I love working with people from different places and backgrounds. I’m able to put my languages to good use, and this diversity makes the work interesting and appealing. I also find business travel very enriching and enlightening, and always learn something new.

.. and what do you feel is most worthwhile?

To see that professional knowledge has been applied to my satisfaction, and that a sustainable solution has been found. I’d add that I find charitable trusts and foundations to be very important.

What would you say to a young person thinking of a career in this industry?

By all means do join the private wealth sector, if the work appeals to you, but be aware that we are working in a fast-changing, highly-regulated environment. What is valid today may no longer be valid in six months’ time, and the sector, and the financial industry in general, demands much more of people today than 20 years ago, both from a professional and a personal point of view. Not only are professional knowledge and languages important, but also a willingness to learn and develop, and to be flexible enough, when required, to adapt to changing circumstances.

Which sectors are likely to see the strongest future growth, do you think?
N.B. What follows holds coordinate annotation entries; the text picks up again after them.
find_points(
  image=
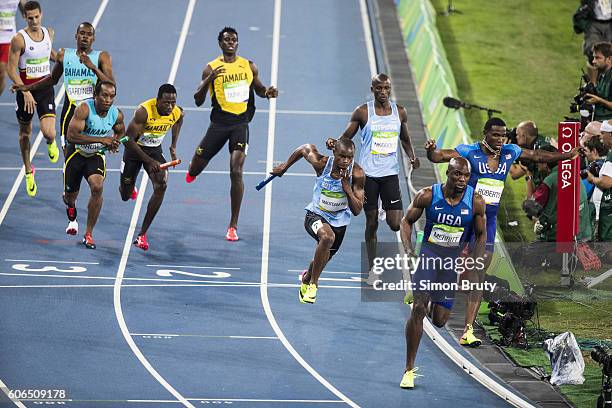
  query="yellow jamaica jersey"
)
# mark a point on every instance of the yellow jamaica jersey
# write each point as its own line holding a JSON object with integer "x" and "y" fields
{"x": 157, "y": 126}
{"x": 231, "y": 92}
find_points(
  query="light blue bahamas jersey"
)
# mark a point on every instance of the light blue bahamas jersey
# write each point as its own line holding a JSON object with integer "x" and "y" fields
{"x": 379, "y": 142}
{"x": 329, "y": 199}
{"x": 97, "y": 126}
{"x": 490, "y": 185}
{"x": 79, "y": 80}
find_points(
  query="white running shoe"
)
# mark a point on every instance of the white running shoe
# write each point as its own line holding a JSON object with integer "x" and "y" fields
{"x": 72, "y": 228}
{"x": 372, "y": 277}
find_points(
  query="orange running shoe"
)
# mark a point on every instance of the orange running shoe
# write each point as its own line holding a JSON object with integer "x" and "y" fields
{"x": 231, "y": 235}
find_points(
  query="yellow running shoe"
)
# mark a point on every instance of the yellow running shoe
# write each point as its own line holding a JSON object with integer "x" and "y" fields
{"x": 468, "y": 338}
{"x": 408, "y": 378}
{"x": 302, "y": 292}
{"x": 53, "y": 152}
{"x": 311, "y": 294}
{"x": 31, "y": 184}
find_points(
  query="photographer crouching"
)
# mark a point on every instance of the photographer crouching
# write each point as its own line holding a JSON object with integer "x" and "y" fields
{"x": 603, "y": 181}
{"x": 526, "y": 136}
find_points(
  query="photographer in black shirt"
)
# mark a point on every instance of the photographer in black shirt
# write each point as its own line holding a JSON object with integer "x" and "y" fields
{"x": 602, "y": 61}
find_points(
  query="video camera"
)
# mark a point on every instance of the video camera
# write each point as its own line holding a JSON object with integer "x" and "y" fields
{"x": 604, "y": 358}
{"x": 593, "y": 168}
{"x": 580, "y": 103}
{"x": 509, "y": 311}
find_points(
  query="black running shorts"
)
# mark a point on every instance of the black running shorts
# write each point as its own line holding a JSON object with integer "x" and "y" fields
{"x": 45, "y": 104}
{"x": 131, "y": 164}
{"x": 78, "y": 166}
{"x": 313, "y": 222}
{"x": 387, "y": 188}
{"x": 216, "y": 136}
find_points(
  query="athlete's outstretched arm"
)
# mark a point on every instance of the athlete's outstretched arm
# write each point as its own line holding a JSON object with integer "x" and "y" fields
{"x": 208, "y": 76}
{"x": 119, "y": 127}
{"x": 176, "y": 129}
{"x": 480, "y": 227}
{"x": 134, "y": 131}
{"x": 542, "y": 156}
{"x": 258, "y": 86}
{"x": 354, "y": 192}
{"x": 105, "y": 70}
{"x": 421, "y": 200}
{"x": 308, "y": 152}
{"x": 77, "y": 126}
{"x": 436, "y": 155}
{"x": 405, "y": 138}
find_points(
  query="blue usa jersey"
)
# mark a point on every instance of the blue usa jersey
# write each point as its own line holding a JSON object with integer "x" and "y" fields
{"x": 490, "y": 185}
{"x": 448, "y": 225}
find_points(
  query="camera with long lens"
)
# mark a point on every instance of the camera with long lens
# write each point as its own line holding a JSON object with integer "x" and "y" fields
{"x": 509, "y": 312}
{"x": 593, "y": 168}
{"x": 604, "y": 358}
{"x": 580, "y": 103}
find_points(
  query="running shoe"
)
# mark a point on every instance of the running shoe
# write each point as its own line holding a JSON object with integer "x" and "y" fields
{"x": 53, "y": 152}
{"x": 303, "y": 287}
{"x": 468, "y": 338}
{"x": 372, "y": 277}
{"x": 88, "y": 241}
{"x": 141, "y": 242}
{"x": 71, "y": 213}
{"x": 231, "y": 234}
{"x": 30, "y": 183}
{"x": 189, "y": 178}
{"x": 72, "y": 228}
{"x": 408, "y": 378}
{"x": 310, "y": 296}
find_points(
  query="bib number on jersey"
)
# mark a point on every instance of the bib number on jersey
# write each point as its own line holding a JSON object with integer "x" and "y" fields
{"x": 384, "y": 142}
{"x": 79, "y": 89}
{"x": 7, "y": 21}
{"x": 490, "y": 189}
{"x": 332, "y": 201}
{"x": 150, "y": 140}
{"x": 37, "y": 67}
{"x": 446, "y": 235}
{"x": 236, "y": 92}
{"x": 90, "y": 148}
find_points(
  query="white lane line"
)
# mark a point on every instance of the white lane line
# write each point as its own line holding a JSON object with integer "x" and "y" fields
{"x": 220, "y": 285}
{"x": 49, "y": 261}
{"x": 265, "y": 250}
{"x": 195, "y": 109}
{"x": 130, "y": 234}
{"x": 33, "y": 148}
{"x": 268, "y": 400}
{"x": 506, "y": 394}
{"x": 202, "y": 400}
{"x": 225, "y": 172}
{"x": 206, "y": 336}
{"x": 193, "y": 267}
{"x": 332, "y": 272}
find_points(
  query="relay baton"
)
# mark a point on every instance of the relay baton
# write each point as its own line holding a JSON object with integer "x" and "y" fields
{"x": 172, "y": 163}
{"x": 122, "y": 140}
{"x": 265, "y": 181}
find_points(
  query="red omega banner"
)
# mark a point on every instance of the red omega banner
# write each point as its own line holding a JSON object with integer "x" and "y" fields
{"x": 568, "y": 185}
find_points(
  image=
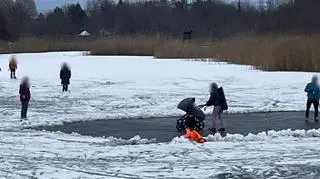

What about jurisdictions?

In terms of sectors, certainly Asia, the eastern states of the European Union, for example the Czech Republic and Hungary, which have recently enacted their own trust and private foundation laws, the Commonwealth of Independent States (CIS) and to a certain extent also Latin America, show potential for growth.

Wealth preservation services are a growing sector, in particular when they go beyond mere asset protection.

With a view to services, an increasing regulatory environment has ensured there is not much to choose between many jurisdictions. That means the professionalism of the service providers, their education and their responsiveness to clients’ needs and requests, are the main distinguishing factor across sectors and jurisdictions.

What trends do you see in the global private wealth sector at the moment?

With fewer opportunities available, there is increasing consolidation in the private wealth sector, and clients are ever more cost-sensitive. Advising clients has become increasingly complex, which again calls for well-educated and specialised practitioners who follow, react to, and implement trends and requirements, as well as endorse and adhere to international professional standards.

What do you feel are the main challenges facing practitioners at the moment, and how will you deal with them?

Regulation in the financial industry is a current, almost suffocating trend, and one that’s no longer regional or national, but global. One of the biggest challenges in the financial industry of today is mastering the CRS / Automatic Exchange of Information in terms of human as well as technical resources, as compliance and extra costs cannot simply be billed to the client.

Cross-border activities have in the meantime already started to decrease, and it has become hard for clients to find reliable partners abroad. The only thing in my opinion to keep at pace with this trend is pushing professional standards, and yet again, specialised modern training, both high on STEP’s agenda.

Which social media channels do you use and why?

While social media has its advantages, there is a case that information should belong to the whole community. In the private wealth sector it is personal contact that helps to build the trust required to initiate and maintain long-standing client relationships, and that is why I definitely prefer personal meetings and encounters.

Dr Johanna Niegel TEP is the Director of the East European Desk at Allgemeines Treuunternehmen (ATU), Vaduz, Liechtenstein, the editor of Trusts & Trustees Private Foundations: A World Review (Oxford University Press), Vice Chair of Verein STEP as well as Chair of its Vaduz Centre.